Conviene tener presente, al final de esta panorámica sobre el período visigodo, dos aspectos que son fundamentales y sobre los que el amable lector podrá reflexionar para darles el valor adecuado.

En primer lugar, de todos los territorios conquistados por los árabes, la península ibérica fue el único que logró desembarazarse de ellos. Costó mucho tiempo y esfuerzo, todo el período medieval, pero quedó demostrado que el islam no pudo anular la identidad hispano-romana y cristiana de la mayoría de la población. En segundo lugar, pero estrechamente unido a lo anterior: la nueva nación que se fue formando no sólo según avanzaba la Reconquista sino en cierta medida también antes, inmediatamente después de la desaparición del imperio romano de Occidente, nunca cambió de nombre.

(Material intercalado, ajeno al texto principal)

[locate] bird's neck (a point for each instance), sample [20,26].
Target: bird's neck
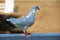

La Galia romana se convertiría con el tiempo en la franca Francia; Hispania, por el contrario, pasó a ser directamente España, no Gotia. Sea por la brevedad de su dominio, sea porque nunca lograron una plena integración, lo cierto es que los visigodos dejaron una huella poco profunda, que sería magnificada más tarde por la necesidad política de fijar el origen de la nación española.